9月の全国消費者物価指数(CPI)が総務省統計局から公表された直後のリポートで、労働集約的なサービスにやや重点を置きつつも、「失業率とインフレ率の関係を示すフィリップスカーブは死んだとも言われているが、最近は僅かながら生体反応が認められつつあり、失業率が2%近傍まで低下する頃に、それがはっきりとしてくるだろう。その場合、フィリップス曲線に沿って賃金・物価は加速度的な上昇が見込まれる。」と指摘し、最初にお示ししたようなタイトルをつけています。
その根拠のひとつは、フィリップス曲線が失業率2.5%付近で屈折するという実証的な洞察であり、少し前の9月26日付けのリポート「2%目標達成が近づく日」では、上のグラフが示されています。ただ、私自身は少し前まで屈折点は+3%近傍ではないか、という気もしていました。そして、もうひとつの2%目標達成の根拠、というか、現時点で達成されていない根拠のひとつとして、25-34歳の失業率が高いことも一因として上げています。
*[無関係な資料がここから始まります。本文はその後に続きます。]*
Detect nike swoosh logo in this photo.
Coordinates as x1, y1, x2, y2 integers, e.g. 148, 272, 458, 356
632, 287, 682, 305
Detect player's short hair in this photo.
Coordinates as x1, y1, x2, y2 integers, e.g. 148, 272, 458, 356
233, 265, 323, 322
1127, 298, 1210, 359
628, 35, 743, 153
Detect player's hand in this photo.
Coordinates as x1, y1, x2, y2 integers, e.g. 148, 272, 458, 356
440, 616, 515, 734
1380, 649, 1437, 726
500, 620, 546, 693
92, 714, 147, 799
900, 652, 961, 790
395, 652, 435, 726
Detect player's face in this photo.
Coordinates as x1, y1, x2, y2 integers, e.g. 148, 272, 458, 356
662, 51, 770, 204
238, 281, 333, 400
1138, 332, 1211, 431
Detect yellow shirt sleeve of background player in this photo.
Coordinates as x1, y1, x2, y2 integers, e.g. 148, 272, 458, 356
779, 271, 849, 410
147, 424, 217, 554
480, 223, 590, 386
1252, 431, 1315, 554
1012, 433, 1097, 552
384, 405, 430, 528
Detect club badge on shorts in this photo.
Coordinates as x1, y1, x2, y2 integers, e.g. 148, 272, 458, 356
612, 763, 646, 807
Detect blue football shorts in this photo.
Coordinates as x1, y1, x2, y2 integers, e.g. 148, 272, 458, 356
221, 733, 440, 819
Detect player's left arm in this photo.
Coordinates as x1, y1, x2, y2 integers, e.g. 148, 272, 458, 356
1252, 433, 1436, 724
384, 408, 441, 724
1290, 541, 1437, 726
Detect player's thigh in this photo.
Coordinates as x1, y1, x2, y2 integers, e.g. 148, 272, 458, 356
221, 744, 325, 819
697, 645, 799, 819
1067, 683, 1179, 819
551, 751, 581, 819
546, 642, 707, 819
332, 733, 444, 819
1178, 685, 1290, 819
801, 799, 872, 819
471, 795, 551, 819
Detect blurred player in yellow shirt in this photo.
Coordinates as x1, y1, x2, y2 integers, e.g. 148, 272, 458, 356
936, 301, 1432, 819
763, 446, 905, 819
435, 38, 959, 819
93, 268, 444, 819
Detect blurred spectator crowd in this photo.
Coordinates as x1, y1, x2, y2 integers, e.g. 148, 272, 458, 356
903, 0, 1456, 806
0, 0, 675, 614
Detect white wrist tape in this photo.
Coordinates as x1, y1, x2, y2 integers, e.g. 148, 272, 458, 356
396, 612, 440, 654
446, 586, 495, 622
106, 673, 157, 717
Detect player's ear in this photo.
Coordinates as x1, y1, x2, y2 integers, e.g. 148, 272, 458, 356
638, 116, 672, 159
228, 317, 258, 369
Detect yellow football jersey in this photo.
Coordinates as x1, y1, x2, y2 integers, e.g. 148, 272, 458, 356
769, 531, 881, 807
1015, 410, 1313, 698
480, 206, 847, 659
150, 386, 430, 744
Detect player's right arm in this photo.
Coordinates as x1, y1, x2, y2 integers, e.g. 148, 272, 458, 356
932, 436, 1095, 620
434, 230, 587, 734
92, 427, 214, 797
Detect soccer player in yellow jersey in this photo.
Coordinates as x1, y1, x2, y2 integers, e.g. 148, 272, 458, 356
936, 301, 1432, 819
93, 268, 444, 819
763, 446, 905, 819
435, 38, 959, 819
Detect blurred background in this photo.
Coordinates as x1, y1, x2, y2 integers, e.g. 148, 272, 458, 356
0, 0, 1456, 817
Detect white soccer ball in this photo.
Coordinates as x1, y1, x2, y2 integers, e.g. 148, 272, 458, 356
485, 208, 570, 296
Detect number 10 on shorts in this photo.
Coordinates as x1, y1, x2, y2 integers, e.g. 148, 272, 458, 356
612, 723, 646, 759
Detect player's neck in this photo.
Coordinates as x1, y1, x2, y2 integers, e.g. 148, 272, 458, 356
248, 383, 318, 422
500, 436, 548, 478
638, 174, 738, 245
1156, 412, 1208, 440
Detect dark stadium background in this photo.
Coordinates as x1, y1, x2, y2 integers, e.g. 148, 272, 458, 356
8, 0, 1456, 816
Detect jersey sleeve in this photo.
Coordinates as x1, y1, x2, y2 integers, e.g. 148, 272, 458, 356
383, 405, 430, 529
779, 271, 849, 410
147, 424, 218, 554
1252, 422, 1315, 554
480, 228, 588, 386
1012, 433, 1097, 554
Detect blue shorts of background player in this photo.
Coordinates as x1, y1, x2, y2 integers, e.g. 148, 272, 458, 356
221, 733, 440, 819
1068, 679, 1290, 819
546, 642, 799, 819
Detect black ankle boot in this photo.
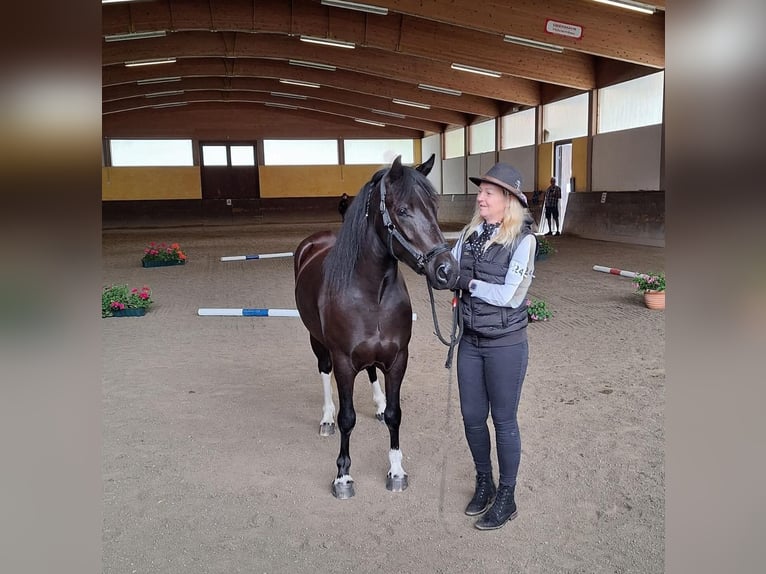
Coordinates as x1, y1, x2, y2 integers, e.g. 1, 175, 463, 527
475, 485, 517, 530
465, 472, 497, 516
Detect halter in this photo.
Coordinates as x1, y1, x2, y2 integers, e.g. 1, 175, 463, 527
370, 171, 450, 275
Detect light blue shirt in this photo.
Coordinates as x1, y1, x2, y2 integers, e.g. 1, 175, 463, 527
452, 224, 537, 309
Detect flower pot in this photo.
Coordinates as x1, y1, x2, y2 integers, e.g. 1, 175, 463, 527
141, 259, 186, 267
112, 308, 146, 317
644, 291, 665, 309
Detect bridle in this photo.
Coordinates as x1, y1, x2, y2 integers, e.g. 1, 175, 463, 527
365, 171, 450, 275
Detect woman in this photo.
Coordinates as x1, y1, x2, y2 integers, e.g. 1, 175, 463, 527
452, 163, 537, 530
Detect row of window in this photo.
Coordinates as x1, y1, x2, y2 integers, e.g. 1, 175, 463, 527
109, 72, 664, 167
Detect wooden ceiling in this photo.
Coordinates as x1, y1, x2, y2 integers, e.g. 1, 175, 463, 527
102, 0, 665, 139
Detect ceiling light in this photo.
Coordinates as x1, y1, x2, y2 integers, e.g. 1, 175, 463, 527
418, 84, 463, 96
370, 110, 407, 120
152, 102, 189, 108
301, 36, 356, 49
279, 80, 321, 88
594, 0, 657, 14
125, 58, 176, 68
136, 76, 181, 86
391, 99, 431, 110
322, 0, 388, 16
104, 30, 167, 42
451, 64, 502, 78
503, 34, 564, 54
271, 92, 309, 100
288, 60, 336, 72
354, 118, 386, 128
144, 90, 184, 98
263, 102, 298, 110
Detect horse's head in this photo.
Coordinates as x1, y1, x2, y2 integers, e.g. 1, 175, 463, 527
370, 155, 459, 289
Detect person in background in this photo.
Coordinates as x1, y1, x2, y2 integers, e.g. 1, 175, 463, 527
338, 193, 348, 221
545, 177, 561, 235
452, 163, 537, 530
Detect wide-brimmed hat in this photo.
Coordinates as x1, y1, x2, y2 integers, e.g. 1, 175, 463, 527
468, 162, 529, 207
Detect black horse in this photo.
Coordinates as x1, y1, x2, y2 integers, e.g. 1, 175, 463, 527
295, 155, 458, 499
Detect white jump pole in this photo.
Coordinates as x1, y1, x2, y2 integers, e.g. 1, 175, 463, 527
221, 251, 293, 261
593, 265, 638, 278
197, 308, 418, 321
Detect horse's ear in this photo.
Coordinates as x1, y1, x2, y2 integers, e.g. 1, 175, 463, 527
415, 153, 436, 175
388, 155, 404, 181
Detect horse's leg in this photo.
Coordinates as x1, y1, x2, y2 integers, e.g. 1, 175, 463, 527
332, 361, 356, 500
310, 337, 335, 436
366, 367, 386, 422
384, 349, 408, 492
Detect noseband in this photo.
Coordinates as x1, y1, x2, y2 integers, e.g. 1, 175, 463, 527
370, 172, 450, 275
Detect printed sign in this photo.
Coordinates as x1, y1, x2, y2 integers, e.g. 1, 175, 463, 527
545, 20, 582, 40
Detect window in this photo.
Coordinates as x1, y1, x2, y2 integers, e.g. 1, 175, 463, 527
444, 128, 465, 159
543, 93, 588, 142
500, 108, 535, 149
468, 119, 496, 154
598, 72, 665, 133
343, 140, 415, 165
263, 140, 338, 165
109, 140, 194, 167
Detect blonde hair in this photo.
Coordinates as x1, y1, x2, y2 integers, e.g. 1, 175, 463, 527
461, 192, 530, 248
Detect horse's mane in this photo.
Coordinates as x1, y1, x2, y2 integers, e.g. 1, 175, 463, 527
324, 166, 438, 292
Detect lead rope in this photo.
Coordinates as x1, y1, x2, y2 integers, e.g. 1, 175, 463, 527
428, 283, 463, 516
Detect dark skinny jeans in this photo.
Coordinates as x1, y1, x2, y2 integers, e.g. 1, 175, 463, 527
457, 334, 529, 486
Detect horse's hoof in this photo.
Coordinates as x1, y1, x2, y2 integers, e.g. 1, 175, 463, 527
386, 474, 409, 492
332, 482, 356, 500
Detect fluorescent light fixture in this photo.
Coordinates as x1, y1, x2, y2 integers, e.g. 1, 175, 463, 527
136, 76, 181, 86
271, 92, 309, 100
279, 80, 321, 88
354, 118, 386, 128
152, 102, 189, 108
370, 110, 407, 120
125, 58, 176, 68
322, 0, 388, 16
594, 0, 657, 14
104, 30, 167, 42
144, 90, 184, 98
301, 36, 356, 49
418, 84, 463, 96
263, 102, 298, 110
391, 99, 431, 110
451, 64, 502, 78
503, 34, 564, 54
288, 60, 336, 72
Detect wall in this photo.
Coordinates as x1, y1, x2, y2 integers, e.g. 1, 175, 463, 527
564, 191, 665, 248
101, 166, 202, 201
591, 124, 662, 191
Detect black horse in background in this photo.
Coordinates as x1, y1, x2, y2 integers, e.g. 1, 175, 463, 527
294, 155, 459, 499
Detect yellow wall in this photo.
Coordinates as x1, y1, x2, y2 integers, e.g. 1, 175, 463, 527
535, 142, 553, 191
572, 137, 589, 191
258, 165, 384, 198
101, 166, 202, 201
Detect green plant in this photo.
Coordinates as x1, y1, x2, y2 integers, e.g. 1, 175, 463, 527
141, 241, 186, 261
633, 272, 665, 293
537, 237, 553, 255
101, 285, 154, 317
527, 299, 553, 321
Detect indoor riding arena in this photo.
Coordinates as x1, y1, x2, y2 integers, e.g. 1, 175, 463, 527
101, 0, 666, 574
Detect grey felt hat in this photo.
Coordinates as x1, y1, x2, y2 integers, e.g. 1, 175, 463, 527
468, 162, 529, 207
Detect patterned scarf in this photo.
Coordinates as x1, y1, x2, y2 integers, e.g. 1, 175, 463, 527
466, 221, 502, 261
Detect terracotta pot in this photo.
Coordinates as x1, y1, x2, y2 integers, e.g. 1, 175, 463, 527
644, 291, 665, 309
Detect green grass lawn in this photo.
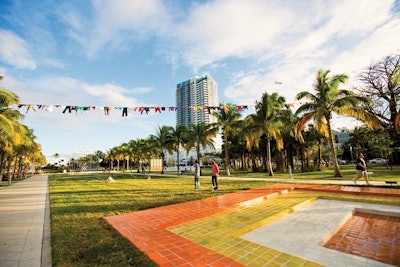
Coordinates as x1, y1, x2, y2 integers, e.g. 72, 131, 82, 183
49, 174, 266, 266
49, 165, 400, 266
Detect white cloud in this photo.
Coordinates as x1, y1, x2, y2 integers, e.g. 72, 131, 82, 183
217, 0, 400, 102
63, 0, 169, 56
0, 29, 36, 70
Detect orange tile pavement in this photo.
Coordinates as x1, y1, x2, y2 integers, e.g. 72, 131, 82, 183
324, 212, 400, 266
105, 184, 400, 266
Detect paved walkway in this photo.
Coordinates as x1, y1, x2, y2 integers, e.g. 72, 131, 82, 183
0, 175, 51, 267
105, 184, 400, 267
0, 175, 400, 267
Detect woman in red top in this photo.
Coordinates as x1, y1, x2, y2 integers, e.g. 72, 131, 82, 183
211, 160, 219, 190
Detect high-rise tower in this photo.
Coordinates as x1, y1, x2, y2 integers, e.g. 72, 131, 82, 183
176, 75, 219, 127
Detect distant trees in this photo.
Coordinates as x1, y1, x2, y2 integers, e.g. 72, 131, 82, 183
246, 93, 286, 176
296, 70, 374, 177
0, 55, 400, 177
0, 82, 46, 183
213, 103, 242, 176
356, 55, 400, 161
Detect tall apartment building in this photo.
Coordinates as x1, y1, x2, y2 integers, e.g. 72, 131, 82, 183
176, 75, 219, 126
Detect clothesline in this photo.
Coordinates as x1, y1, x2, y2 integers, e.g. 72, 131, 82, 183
14, 103, 294, 117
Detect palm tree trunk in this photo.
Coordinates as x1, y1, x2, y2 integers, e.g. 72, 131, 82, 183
327, 119, 342, 177
267, 137, 274, 176
176, 146, 181, 175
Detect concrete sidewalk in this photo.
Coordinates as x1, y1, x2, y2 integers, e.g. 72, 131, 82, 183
0, 175, 51, 267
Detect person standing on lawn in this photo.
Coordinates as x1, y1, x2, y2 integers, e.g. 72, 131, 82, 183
194, 159, 200, 190
353, 153, 370, 185
211, 159, 219, 190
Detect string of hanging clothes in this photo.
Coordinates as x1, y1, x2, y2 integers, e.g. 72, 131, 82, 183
18, 103, 294, 117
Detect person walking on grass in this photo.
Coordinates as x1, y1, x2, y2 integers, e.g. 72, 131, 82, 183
194, 159, 200, 190
211, 159, 219, 190
353, 153, 370, 185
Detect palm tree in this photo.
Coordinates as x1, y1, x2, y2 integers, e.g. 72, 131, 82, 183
0, 87, 19, 140
296, 70, 375, 177
186, 122, 218, 162
246, 93, 285, 176
167, 124, 188, 175
213, 103, 241, 176
150, 125, 173, 174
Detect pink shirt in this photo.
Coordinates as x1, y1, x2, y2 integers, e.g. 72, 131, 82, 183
211, 163, 219, 176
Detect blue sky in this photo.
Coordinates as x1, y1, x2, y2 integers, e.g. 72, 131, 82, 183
0, 0, 400, 162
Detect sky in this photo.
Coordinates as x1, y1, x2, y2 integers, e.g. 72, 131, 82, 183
0, 0, 400, 161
先週取り上げたニッセイ基礎研「中期経済見通し (2018~2028 年度)」では、約10年間の予測期間内には日銀物価目標+2%は達成できない、との結論でしたが、どちらのシンクタンクも、経済分析に当たってはバックグラウンドに何らかのモデルを置いているわけで、そのモデルが異なっているということでしょうから、物価目標+2%が達成されるかされないかは、すぐれて実証的な解決を見ることとなるような気がします。